Accounting Variables, Deception, and a Bag of Words: Assessing the Tools of Fraud Detection
基于年报和中期报告管理层讨论与分析部分的语言,开发了一个概率指标来区分欺诈与真实报告,并与八种其他检测工具进行了比较,证明该语言方法在横截面和时间序列中均有效。
Abstract We develop a data‐generated tool for distinguishing between fraudulent and truthful reports based on the language used in the management discussion and analysis section of annual and interim reports. Using this method, we are able to assign a probability of truth to each report which is then shown to be an effective indicator of fraud.

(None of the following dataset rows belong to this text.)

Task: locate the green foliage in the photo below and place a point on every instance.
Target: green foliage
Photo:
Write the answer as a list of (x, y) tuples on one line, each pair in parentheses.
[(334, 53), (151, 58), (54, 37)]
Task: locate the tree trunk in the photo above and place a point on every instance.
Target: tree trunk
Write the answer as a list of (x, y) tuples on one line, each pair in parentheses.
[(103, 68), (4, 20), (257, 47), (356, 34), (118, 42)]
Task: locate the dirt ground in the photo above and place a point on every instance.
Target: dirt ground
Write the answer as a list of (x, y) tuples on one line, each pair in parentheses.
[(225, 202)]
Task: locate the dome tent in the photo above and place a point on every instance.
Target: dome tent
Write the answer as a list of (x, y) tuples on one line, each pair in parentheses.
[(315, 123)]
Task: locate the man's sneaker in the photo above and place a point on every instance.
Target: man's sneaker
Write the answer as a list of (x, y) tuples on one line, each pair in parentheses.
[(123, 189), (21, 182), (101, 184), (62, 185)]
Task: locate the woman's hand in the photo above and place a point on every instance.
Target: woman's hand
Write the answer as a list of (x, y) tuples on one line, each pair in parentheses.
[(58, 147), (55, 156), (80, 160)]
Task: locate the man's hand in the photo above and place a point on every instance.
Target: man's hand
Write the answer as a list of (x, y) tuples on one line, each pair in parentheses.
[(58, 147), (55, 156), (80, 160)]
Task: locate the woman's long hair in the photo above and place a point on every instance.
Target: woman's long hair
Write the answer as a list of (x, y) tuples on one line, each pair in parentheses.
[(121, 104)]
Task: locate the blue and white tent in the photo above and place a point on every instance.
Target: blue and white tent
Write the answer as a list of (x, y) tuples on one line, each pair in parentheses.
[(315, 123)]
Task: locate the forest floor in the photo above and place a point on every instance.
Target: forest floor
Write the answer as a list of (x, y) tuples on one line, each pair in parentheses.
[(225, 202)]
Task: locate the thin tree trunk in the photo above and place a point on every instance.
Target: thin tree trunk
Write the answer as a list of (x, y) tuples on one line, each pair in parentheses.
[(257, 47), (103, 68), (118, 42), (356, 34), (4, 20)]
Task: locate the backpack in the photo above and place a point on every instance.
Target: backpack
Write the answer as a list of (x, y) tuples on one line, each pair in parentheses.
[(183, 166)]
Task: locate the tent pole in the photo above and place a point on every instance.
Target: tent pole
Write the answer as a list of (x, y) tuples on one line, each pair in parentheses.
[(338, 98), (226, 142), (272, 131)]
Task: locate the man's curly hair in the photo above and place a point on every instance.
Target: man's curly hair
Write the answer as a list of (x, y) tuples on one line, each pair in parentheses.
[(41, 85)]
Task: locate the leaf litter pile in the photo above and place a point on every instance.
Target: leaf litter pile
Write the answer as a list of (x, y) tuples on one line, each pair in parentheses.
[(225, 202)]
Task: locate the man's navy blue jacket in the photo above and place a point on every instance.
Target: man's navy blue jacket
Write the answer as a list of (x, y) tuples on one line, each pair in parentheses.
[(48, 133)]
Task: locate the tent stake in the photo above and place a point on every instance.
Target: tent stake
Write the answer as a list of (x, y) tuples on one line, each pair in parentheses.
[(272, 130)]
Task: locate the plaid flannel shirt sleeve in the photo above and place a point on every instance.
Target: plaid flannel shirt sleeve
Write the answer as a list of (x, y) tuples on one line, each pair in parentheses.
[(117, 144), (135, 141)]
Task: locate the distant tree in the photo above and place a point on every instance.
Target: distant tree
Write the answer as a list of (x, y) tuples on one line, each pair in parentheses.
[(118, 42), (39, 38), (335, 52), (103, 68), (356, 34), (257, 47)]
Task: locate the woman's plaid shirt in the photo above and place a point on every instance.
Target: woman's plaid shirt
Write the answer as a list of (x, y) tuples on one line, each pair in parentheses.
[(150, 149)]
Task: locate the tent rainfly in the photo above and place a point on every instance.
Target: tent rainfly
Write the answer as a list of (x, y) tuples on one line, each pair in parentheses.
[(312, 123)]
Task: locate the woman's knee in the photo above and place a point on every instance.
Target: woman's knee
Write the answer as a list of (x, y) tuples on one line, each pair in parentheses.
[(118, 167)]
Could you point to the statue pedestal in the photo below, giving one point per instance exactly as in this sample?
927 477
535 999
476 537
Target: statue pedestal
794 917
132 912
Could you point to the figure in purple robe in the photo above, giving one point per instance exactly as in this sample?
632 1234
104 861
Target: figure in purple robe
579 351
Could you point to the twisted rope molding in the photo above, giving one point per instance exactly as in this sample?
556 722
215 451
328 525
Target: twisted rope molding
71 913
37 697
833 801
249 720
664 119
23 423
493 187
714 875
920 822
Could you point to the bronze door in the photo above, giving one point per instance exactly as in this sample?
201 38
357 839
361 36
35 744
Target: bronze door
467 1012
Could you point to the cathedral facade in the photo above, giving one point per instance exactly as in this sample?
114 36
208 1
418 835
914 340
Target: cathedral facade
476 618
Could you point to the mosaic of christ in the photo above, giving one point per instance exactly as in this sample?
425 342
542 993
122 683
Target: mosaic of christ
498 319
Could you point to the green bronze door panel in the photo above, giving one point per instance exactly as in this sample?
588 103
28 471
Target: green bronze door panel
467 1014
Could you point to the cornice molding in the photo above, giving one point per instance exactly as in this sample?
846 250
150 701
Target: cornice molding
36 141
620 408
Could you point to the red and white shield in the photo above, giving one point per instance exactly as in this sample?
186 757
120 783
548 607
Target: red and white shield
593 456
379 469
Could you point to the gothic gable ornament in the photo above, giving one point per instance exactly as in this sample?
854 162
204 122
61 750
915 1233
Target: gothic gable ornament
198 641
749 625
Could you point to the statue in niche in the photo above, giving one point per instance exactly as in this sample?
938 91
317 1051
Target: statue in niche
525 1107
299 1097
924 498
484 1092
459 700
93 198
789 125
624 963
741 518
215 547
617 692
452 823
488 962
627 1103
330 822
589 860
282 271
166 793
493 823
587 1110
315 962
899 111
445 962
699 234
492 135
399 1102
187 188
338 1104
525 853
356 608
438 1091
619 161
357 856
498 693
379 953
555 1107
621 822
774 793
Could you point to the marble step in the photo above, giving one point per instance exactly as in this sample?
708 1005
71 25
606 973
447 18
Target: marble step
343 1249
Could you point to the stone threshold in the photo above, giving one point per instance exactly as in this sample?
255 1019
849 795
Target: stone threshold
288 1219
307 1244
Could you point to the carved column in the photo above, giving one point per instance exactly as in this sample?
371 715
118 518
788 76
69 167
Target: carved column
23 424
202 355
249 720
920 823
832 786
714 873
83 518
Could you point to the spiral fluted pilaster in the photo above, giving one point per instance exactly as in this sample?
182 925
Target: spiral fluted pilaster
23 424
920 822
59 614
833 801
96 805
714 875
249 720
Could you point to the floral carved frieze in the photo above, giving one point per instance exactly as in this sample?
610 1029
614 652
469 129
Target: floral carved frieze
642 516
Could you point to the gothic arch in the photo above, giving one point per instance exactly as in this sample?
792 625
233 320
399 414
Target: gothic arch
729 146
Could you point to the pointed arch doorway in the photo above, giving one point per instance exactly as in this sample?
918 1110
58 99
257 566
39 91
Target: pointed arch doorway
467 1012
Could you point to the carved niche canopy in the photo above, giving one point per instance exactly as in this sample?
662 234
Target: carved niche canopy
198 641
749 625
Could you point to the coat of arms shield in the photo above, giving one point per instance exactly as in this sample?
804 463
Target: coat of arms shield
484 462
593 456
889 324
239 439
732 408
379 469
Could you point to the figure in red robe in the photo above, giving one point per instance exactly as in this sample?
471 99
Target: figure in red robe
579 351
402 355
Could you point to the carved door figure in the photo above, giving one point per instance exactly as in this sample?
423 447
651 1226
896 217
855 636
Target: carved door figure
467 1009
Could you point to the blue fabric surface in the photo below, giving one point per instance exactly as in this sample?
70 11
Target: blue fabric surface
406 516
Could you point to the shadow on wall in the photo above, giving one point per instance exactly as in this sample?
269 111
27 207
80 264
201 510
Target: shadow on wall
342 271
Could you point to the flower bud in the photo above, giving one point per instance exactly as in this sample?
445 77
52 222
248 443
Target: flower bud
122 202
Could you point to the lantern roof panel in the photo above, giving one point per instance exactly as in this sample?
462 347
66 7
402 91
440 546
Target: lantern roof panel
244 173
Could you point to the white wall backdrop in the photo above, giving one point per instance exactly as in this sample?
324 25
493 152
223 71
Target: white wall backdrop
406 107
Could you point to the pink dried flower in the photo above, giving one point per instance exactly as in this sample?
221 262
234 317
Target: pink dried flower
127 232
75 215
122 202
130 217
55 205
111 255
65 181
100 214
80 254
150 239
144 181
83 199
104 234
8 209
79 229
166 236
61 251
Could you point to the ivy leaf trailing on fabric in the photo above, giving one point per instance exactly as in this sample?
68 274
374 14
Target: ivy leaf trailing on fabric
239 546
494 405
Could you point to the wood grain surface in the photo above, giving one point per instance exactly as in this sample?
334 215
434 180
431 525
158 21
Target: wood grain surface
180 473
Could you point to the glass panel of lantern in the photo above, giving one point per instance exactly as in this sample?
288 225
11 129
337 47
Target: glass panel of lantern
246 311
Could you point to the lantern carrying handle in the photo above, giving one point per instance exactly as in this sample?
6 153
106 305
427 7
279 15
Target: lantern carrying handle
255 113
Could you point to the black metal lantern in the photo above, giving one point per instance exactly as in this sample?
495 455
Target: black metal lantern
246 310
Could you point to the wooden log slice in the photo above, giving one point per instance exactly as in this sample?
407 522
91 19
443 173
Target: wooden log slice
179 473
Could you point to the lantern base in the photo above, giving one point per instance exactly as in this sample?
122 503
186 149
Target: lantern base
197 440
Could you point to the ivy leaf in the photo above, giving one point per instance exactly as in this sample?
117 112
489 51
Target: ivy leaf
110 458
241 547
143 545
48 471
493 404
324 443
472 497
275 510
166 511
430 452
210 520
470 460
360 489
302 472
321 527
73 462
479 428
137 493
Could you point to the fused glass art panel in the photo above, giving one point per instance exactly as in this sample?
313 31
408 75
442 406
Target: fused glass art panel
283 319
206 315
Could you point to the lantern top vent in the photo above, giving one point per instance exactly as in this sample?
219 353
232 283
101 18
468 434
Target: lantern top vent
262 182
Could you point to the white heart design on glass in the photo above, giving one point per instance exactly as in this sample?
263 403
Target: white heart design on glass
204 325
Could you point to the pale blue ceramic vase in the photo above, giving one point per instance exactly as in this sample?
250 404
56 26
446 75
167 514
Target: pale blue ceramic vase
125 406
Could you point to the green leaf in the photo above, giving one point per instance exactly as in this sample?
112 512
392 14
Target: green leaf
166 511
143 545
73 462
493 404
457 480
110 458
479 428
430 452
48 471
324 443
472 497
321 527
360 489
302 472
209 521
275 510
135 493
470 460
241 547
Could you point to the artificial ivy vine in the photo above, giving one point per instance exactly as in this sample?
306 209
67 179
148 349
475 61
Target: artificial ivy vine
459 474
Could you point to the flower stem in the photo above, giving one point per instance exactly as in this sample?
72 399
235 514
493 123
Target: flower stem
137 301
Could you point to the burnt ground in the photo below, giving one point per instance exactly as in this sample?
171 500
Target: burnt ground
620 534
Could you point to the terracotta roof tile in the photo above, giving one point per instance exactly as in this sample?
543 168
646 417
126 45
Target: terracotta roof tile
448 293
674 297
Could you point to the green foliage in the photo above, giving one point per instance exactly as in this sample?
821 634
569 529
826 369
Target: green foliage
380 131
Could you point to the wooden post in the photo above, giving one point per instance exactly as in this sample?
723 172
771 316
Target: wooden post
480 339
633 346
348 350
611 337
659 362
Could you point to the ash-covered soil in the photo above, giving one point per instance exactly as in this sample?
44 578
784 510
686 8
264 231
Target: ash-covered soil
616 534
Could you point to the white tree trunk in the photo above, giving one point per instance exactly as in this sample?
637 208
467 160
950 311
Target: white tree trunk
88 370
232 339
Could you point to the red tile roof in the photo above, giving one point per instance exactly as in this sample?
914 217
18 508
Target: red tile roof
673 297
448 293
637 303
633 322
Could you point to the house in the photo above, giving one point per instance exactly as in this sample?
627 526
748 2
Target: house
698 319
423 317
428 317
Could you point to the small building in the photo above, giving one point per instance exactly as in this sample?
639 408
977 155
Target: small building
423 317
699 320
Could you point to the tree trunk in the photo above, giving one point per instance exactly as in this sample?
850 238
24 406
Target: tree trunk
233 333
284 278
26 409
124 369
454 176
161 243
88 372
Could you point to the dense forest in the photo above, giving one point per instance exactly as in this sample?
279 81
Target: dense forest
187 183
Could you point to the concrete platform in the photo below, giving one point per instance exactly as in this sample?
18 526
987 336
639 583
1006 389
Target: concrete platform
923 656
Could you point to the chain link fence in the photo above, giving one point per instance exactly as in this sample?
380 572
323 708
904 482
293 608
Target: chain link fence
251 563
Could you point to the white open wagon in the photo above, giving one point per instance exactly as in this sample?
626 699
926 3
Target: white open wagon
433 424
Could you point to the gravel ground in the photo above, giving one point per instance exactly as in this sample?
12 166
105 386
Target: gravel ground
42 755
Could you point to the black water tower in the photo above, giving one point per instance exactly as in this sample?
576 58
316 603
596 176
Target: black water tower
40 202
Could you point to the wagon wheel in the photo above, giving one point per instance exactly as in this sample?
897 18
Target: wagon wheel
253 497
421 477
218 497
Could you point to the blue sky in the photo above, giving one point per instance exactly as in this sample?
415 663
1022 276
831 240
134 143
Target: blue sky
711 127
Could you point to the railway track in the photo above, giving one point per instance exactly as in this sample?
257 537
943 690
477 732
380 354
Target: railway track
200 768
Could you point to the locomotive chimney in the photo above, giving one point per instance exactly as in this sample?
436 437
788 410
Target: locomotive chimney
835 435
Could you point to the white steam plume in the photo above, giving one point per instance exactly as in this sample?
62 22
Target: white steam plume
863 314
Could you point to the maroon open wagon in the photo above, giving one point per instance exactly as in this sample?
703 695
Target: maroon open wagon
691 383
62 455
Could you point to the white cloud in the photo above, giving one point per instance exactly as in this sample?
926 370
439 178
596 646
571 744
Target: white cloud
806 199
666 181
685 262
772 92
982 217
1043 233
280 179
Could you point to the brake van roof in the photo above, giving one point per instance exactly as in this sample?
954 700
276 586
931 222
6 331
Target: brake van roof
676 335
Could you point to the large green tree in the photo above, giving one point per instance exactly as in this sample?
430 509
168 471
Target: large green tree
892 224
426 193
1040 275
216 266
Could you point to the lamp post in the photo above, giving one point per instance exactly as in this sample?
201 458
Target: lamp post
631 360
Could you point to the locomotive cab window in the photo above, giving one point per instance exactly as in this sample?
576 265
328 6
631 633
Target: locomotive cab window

Our work goes beyond the development of a tool alone, however, by conducting an extensive comparison of our probability‐of‐truth measure with eight alternative detection tools representing both quantitative and language‐based approaches. Comparisons are made across a variety of samples and show that our language‐based approach can be effective in both cross‐sectional and time‐series settings. It is useful both in distinguishing between fraudulent and truthful firms and in identifying fraudulent reports from a series of reports issued by a single firm. This second setting is one in which accounting‐based detection tools have frequently struggled. We establish that, not only is our probability‐of‐truth measure significantly associated with fraud, so too is the change in this measure from a firm's previous reports. Prior reports may serve an important benchmarking role in using language‐based tools to identify fraud.